We propose a deep learning-based pipeline to identify true tumor progression versus treatment effects after radiation for patients with malignant glioma utilizing multiparameter MRIs. The proposed learnable subtraction layer shows promise, which indicates the improvement on the data usage plays an important role in increasing automated analysis outcome. The boosted performance achieved by supervising the natural hierarchy of general-to-specific order under targets class demonstrates that the proposed hierarchical classification paradigm can provide prior for deeper layers as a good guide during the training. The AUCs of our best-performing models (0.90 for both slice-level and scan-level models) verifies our motivation that complementing structural with functional APTw MRI can further improve the diagnostic performance. Based on this performance, the proposed method could be a highly efficient solution that could help clinical experts to make precise diagnoses for patients with post-treatment malignant gliomas.

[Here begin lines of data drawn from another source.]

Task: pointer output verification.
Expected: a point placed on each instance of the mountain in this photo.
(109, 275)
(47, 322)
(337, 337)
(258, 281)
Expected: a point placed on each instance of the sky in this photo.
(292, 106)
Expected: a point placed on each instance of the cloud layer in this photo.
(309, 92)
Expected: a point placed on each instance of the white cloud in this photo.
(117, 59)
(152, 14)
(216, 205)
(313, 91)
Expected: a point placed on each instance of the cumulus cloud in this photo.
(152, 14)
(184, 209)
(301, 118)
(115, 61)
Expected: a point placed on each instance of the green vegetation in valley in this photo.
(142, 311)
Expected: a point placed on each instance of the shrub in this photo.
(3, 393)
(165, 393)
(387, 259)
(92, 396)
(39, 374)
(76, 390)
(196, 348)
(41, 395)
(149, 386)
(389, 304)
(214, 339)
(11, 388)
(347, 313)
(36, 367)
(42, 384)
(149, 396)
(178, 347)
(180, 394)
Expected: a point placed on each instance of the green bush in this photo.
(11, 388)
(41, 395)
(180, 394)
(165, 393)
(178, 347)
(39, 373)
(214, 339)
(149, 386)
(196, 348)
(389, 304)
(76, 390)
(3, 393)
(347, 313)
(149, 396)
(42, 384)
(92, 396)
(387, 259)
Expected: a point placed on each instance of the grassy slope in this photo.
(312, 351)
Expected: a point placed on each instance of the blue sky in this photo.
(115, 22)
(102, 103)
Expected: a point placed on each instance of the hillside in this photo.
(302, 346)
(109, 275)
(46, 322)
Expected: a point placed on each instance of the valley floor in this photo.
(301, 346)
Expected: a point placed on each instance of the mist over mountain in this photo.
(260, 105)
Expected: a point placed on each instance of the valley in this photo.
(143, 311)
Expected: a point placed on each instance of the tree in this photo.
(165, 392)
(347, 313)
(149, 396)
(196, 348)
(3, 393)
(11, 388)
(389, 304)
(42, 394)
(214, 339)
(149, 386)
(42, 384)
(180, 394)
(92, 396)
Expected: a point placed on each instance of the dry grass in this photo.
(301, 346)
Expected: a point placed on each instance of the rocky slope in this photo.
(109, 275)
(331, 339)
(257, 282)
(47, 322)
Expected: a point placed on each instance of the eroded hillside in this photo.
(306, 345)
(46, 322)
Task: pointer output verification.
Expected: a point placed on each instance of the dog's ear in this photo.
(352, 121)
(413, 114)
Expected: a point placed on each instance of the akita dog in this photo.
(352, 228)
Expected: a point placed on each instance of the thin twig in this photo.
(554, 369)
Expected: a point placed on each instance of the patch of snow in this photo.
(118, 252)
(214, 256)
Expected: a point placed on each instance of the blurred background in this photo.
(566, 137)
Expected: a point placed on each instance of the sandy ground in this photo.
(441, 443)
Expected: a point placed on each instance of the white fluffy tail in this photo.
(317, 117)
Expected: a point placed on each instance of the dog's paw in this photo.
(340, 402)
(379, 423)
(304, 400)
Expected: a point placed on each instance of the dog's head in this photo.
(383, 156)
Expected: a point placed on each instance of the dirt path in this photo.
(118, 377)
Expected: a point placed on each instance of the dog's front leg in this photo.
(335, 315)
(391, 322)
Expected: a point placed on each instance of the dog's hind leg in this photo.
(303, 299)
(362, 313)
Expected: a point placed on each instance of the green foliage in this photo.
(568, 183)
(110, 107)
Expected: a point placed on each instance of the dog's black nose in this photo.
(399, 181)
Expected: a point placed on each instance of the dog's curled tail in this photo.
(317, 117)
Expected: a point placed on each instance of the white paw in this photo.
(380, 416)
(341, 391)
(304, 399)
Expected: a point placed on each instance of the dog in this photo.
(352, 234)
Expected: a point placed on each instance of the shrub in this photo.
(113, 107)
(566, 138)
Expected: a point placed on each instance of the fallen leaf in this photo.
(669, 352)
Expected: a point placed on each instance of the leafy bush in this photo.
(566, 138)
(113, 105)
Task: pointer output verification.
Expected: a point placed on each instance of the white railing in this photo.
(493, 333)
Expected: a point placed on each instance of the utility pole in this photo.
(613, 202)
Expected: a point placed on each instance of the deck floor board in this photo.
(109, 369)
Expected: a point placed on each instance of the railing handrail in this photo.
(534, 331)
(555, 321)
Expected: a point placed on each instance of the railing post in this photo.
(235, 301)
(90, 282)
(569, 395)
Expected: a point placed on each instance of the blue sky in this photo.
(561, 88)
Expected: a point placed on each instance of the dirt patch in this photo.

Declaration of Competing Interest

The authors declare that they have no known competing financial interests or personal relationships that could have appeared to influence the work reported in this paper.

Acknowledgments

This work was supported in part by grants from the National Institutes of Health (R37CA248077, R01CA228188, and P41031771). The authors thank Ms. Lindsay Blair for patient coordination and Ms. Mary McAllister for editorial assistance.

Data availability

The authors do not have permission to share data.